The photographs, like the small apartment, held such memories, some sweet, some so very sad, but they had made Lorraine decide to buy another place. It had not been an easy decision but she couldn’t stand the ghosts — it made the loneliness even worse.
Lorraine’s new apartment was on the upper floor of a two-storey condominium built on an old beach-house lot right on the ocean front in Venice Beach, one of four or five blocks where the little houses were so closely packed together that there was no room for front or back yards. Walking round the kooky old bohemian neighbourhood, she found she had already fallen for its lively energy and charm, and she loved the close proximity of the beach. Lorraine didn’t think of herself as ‘kooky’ or ‘bohemian’; in fact, in her neat suit and blouse she looked slightly out of place, but the neighbourhood reminded her of when she had been married. It had been tough, trying to juggle her job as a rookie cop and bring up two young kids while her husband studied at home and worked nights in the local liquor store. Money had always been tight, but friends had not, and there had been so much love. Lorraine had money now and she wanted, needed, more friends like Rosie and Rooney. Deep down she ached for all the love she had lost.

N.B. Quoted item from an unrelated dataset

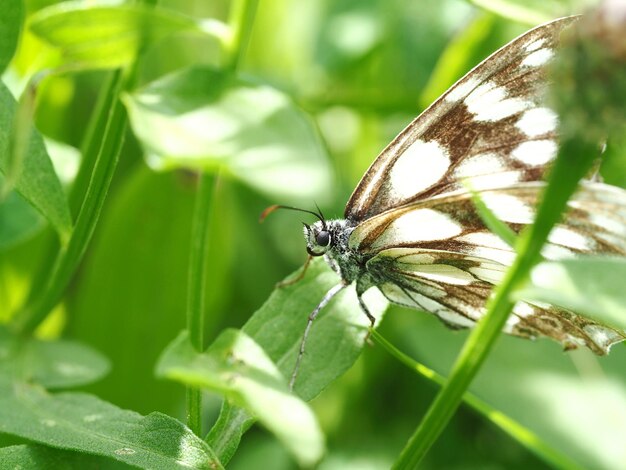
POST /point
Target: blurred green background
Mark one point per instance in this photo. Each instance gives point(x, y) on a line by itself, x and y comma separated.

While viewing the new apartment, she had caught a glimpse of herself in a full-length mirror. Staring at her image, from the well-cut blonde hair down to her slim ankles in low Cuban heels, the ache had suddenly surfaced, making her gasp. It didn’t matter how long ago she and Mike had been divorced, how long it had been since she had seen her daughters, the pain was still raw. In the past she had obliterated it by getting drunk but she was stronger now. She could still feel the dreaded dryness in her mouth and feel herself shaking, but she forced herself to follow the real-estate agent round the rest of the apartment.